Alasan pertama, Partai Buruh menyoroti belum adanya kejelasan terkait dengan program Tapera. Terutama, tentang kepastian apakah buruh dan peserta Tapera otomatis mendapatkan rumah setelah bergabung dengan program Tapera.
Menurut Partai Buruh, jika program ini dipaksakan, bisa merugikan buruh dan peserta Tapera.
"Secara akal sehat dan perhitungan matematis, iuran Tapera sebesar 3 persen (dibayar pengusaha 0,5 persen dan dibayar buruh 2,5 persen) tidak akan mencukupi buruh untuk membeli rumah pada usia pensiun atau saat di PHK," jelas Said.
Said menyampaikan, saat ini upah rata-rata buruh Indonesia adalah Rp 3,5 juta per bulan. Bila dipotong 3 persen per bulan, maka iurannya adalah sekitar 105.000 per bulan atau Rp. 1.260.000 per tahun.
Dia bilang karena Tapera merupakan Tabungan sosial, dalam jangka waktu 10 tahun sampai 20 tahun ke depan, uang yang terkumpul baru sebesar Rp12,6 juta-Rp25,2 juta
"Pertanyaan besarnya adalah, apakah dalam 10 tahun ke depan ada harga rumah yang seharga 12,6 juta atau 25,2 juta dalam 20 tahun ke depan?," ujarnya.
Said mengungkapkan, sekali pun uang tersebut ditambah dengan keuntungan usaha dari Tabungan sosial Tapera, uang yang terkumpul juga tidak akan mungkin bisa digunakan buruh untuk memiliki rumah.
"Jadi dengan iuran 3 persen yang bertujuan agar buruh memiliki rumah adalah kemustahilan belaka bagi buruh dan peserta Tapera untuk memiliki rumah.
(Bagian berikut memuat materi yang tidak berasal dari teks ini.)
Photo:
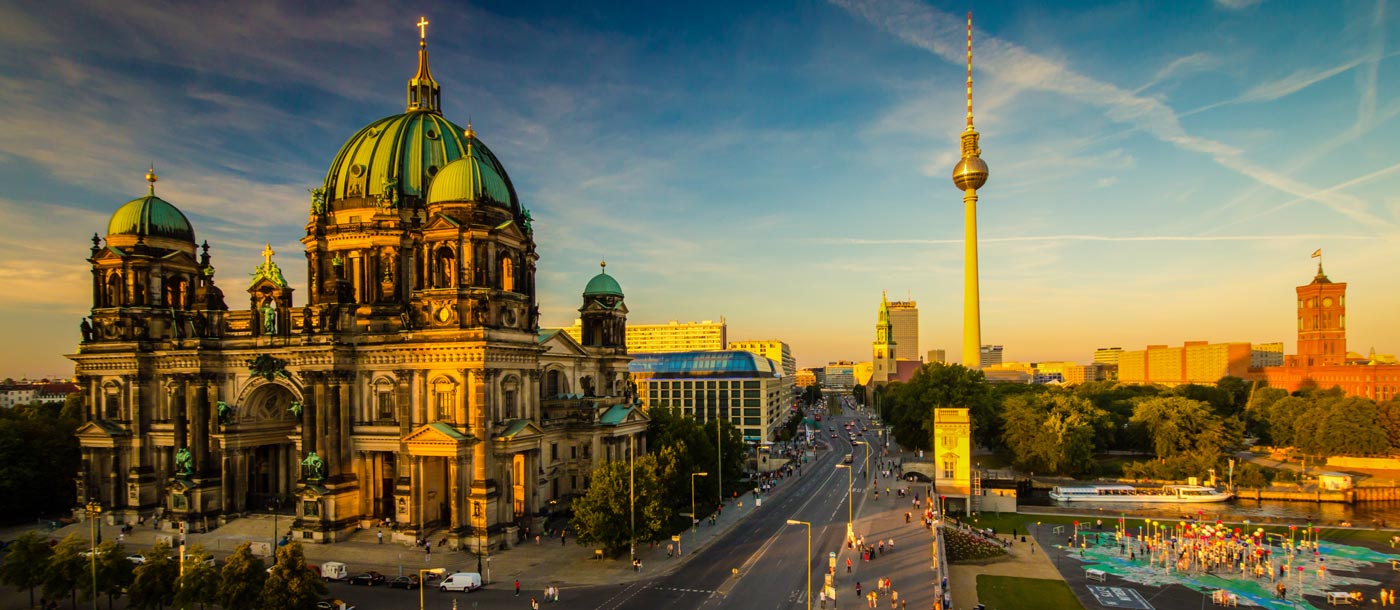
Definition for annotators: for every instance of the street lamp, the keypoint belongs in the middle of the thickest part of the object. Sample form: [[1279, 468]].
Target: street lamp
[[850, 495], [272, 508], [695, 516], [94, 512], [422, 581], [867, 456], [808, 558]]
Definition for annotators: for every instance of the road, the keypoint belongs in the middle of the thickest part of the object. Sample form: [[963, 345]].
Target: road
[[763, 549]]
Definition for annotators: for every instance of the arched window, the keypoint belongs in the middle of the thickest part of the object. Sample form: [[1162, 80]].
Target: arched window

Sudahlah membebani potongan upah buruh setiap bulan, di masa pensiun atau saat PHK juga tidak bisa memiliki rumah," terang dia.
Beban Semakin Berat
Alasan kedua, Said menyebut dalam lima tahun terakhir ini, upah riil buruh (daya beli buruh) turun 30 persen.
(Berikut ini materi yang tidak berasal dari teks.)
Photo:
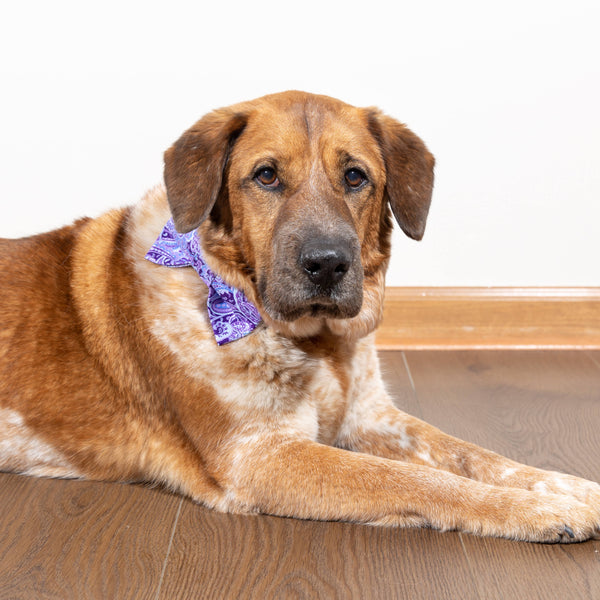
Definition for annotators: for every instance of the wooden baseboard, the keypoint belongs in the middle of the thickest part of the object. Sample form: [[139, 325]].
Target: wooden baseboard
[[490, 318]]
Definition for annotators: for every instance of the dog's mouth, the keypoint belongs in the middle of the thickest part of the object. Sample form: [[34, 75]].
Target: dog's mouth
[[289, 298]]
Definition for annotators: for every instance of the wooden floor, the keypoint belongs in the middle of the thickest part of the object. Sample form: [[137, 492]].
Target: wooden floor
[[70, 539]]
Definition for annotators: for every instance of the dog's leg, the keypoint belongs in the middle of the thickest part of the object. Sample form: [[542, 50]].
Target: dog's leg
[[375, 426], [292, 477]]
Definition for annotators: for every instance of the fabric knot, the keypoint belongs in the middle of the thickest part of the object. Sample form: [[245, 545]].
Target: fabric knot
[[231, 314]]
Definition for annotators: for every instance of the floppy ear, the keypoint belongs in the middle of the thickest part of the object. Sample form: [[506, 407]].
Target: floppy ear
[[409, 172], [195, 163]]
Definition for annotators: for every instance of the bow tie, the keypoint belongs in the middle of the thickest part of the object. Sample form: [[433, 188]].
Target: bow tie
[[231, 314]]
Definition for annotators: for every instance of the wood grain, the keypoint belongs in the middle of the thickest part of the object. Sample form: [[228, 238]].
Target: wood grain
[[74, 539], [486, 318], [542, 408], [229, 556]]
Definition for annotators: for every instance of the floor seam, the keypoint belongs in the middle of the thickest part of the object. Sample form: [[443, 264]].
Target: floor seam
[[166, 560], [469, 565]]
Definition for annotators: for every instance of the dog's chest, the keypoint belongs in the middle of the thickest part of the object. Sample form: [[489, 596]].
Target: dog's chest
[[272, 378]]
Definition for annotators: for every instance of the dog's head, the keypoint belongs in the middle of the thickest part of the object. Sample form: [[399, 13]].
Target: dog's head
[[292, 193]]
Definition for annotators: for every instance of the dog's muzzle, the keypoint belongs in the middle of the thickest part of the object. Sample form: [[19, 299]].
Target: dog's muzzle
[[314, 274], [325, 262]]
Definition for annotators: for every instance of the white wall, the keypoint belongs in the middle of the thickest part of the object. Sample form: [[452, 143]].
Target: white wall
[[506, 95]]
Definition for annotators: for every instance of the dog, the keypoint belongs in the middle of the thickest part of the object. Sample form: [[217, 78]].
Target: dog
[[218, 337]]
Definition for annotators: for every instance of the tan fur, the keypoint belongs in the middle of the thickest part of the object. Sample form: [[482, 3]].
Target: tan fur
[[109, 369]]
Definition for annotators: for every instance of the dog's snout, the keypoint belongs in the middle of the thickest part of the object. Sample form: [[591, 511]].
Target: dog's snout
[[325, 261]]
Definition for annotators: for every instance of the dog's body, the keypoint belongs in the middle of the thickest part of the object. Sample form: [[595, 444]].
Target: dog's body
[[109, 369]]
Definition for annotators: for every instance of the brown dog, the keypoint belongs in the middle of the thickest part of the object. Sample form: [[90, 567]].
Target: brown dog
[[110, 370]]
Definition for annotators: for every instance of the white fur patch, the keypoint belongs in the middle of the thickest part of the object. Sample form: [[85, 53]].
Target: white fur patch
[[508, 472], [23, 452]]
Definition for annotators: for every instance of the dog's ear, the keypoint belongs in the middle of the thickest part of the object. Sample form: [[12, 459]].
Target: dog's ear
[[409, 172], [195, 164]]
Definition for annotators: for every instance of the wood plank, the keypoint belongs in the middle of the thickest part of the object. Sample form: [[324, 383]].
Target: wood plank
[[231, 556], [486, 318], [215, 555], [75, 539], [542, 408]]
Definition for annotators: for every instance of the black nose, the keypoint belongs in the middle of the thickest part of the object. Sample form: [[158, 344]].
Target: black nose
[[325, 261]]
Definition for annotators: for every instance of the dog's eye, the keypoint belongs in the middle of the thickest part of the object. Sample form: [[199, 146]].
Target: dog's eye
[[267, 177], [355, 178]]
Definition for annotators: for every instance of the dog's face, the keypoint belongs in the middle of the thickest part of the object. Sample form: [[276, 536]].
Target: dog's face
[[291, 195]]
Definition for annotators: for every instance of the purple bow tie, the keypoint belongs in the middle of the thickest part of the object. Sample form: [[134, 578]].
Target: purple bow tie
[[231, 315]]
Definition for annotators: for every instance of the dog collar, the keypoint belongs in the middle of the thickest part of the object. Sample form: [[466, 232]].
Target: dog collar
[[231, 314]]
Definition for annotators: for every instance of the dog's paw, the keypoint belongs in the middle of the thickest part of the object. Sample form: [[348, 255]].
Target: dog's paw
[[583, 490], [555, 518]]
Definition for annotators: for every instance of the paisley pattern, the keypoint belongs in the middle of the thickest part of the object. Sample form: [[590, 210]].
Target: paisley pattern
[[231, 315]]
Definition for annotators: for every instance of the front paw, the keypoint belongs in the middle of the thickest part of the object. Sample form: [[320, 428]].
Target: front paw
[[550, 518], [583, 490]]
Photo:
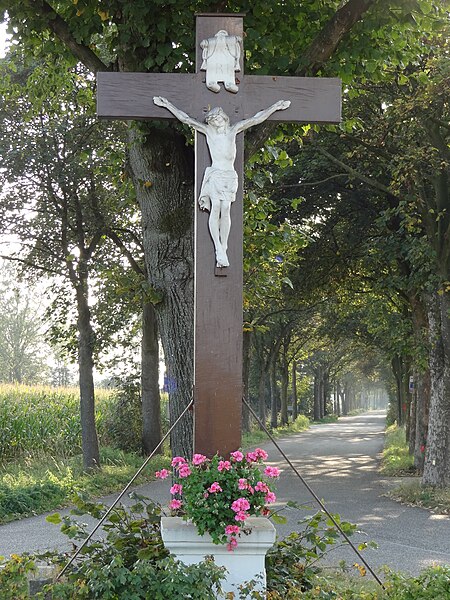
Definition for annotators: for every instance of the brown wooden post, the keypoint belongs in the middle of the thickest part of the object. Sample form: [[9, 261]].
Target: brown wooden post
[[218, 299], [218, 292]]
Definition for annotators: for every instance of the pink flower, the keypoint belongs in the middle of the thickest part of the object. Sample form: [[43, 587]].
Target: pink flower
[[261, 487], [270, 498], [175, 504], [163, 474], [224, 465], [256, 455], [176, 489], [241, 516], [232, 544], [251, 457], [214, 487], [237, 456], [272, 472], [198, 459], [232, 529], [240, 505], [261, 454], [184, 471]]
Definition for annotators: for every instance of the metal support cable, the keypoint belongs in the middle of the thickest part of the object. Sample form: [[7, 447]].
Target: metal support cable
[[123, 492], [313, 494]]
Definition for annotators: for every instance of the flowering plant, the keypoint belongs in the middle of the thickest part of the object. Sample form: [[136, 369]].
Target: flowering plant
[[219, 495]]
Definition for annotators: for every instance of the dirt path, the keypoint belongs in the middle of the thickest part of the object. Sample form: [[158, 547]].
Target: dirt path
[[340, 461]]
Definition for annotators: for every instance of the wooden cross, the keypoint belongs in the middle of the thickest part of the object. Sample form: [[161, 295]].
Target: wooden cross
[[218, 299]]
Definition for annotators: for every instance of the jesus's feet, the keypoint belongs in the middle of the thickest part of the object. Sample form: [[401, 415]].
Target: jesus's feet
[[221, 258]]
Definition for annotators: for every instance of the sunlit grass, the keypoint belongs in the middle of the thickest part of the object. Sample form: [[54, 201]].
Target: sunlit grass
[[396, 459], [34, 486], [257, 436]]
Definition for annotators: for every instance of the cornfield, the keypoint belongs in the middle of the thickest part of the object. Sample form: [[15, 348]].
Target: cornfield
[[43, 420]]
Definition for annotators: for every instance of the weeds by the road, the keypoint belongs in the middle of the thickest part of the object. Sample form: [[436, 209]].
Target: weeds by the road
[[412, 492], [397, 462], [35, 486]]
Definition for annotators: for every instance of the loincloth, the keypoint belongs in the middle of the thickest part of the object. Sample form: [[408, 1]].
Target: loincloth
[[218, 184]]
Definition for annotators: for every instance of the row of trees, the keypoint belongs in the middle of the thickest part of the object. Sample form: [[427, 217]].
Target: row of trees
[[346, 231]]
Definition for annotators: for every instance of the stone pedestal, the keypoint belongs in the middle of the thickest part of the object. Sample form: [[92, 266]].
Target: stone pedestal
[[244, 563]]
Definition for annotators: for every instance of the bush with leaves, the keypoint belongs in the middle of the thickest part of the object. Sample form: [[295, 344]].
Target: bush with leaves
[[292, 563], [130, 560]]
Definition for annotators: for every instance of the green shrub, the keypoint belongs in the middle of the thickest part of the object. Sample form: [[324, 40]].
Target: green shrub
[[396, 458], [130, 562], [292, 563], [432, 584], [13, 577], [122, 423]]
Hal ini, kata dia akibat upah buruh yang tidak naik hampir 3 tahun berturut-turut. Dia berujar, bila upah buruh dipotong lagi 3 persen untuk Tapera, beban hidup buruh akan semakin berat.
Alasan ketiga, Said mengutip UUD 1945 bahwa dijelaskan tanggung jawab menyiapkan dan menyediakan rumah yang murah untuk rakyat, sebagaimana program jaminan kesehatan dan ketersediaan pangan yang murah.
Sayangnya, ujar Said dalam program Tapera, pemerintah tidak membayar iuran sama sekali. Pemerintah, kata Said hanya sebagai pengumpul dari iuran rakyat dan buruh.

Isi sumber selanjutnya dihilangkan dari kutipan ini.